De korte keten – de directe verkoop aan de consument  - zit in de Vlaamse landbouw in stijgende lijn. In 2020 zijn er 4.329 korteketenbedrijven, goed voor 19% van alle landbouwbedrijven. In 2016 was dat nog maar 10%.

De populairste korteketenactiviteit is, met een aandeel van 94%, hoeveverkoop via een eigen winkel of automaat of via de mogelijkheid tot zelfpluk. 6% van de korteketenlandbouwers verkoopt producten rechtstreeks op de markt en 4% heeft een pakkettensysteem.

Het aandeel bedrijven met korte keten is het grootst binnen de tuinbouw.
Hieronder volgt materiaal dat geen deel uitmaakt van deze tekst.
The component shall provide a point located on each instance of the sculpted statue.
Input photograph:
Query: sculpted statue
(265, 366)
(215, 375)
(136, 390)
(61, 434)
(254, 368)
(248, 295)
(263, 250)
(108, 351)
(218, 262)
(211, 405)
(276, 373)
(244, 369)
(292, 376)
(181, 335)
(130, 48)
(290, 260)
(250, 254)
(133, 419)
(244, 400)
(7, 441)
Biologische bedrijven doen veel meer aan korte keten dan gangbare bedrijven, met respectievelijke percentages van 61% en 18%. Dat komt ook omdat biologische korteketenbedrijven vaak tuinbouwbedrijven zijn en dus gespecialiseerd in groenten, fruit of sierteeltproducten.

De bedrijfsleiders van korteketenbedrijven zijn gemiddeld jonger dan bedrijven zonder korte keten. Zo is 28% van de bedrijfsleiders van korteketenbedrijven jonger dan 45 jaar, vergeleken met 17% voor bedrijven zonder korte keten. Verder zijn korteketenbedrijven gemiddeld groter in oppervlakte en standaardopbrengst, al is het verschil met bedrijven zonder korte keten klein. De oppervlakte en standaardopbrengst verschilt sterk tussen bedrijfstypes en binnen de bedrijfstypes is de spreiding bovendien groot.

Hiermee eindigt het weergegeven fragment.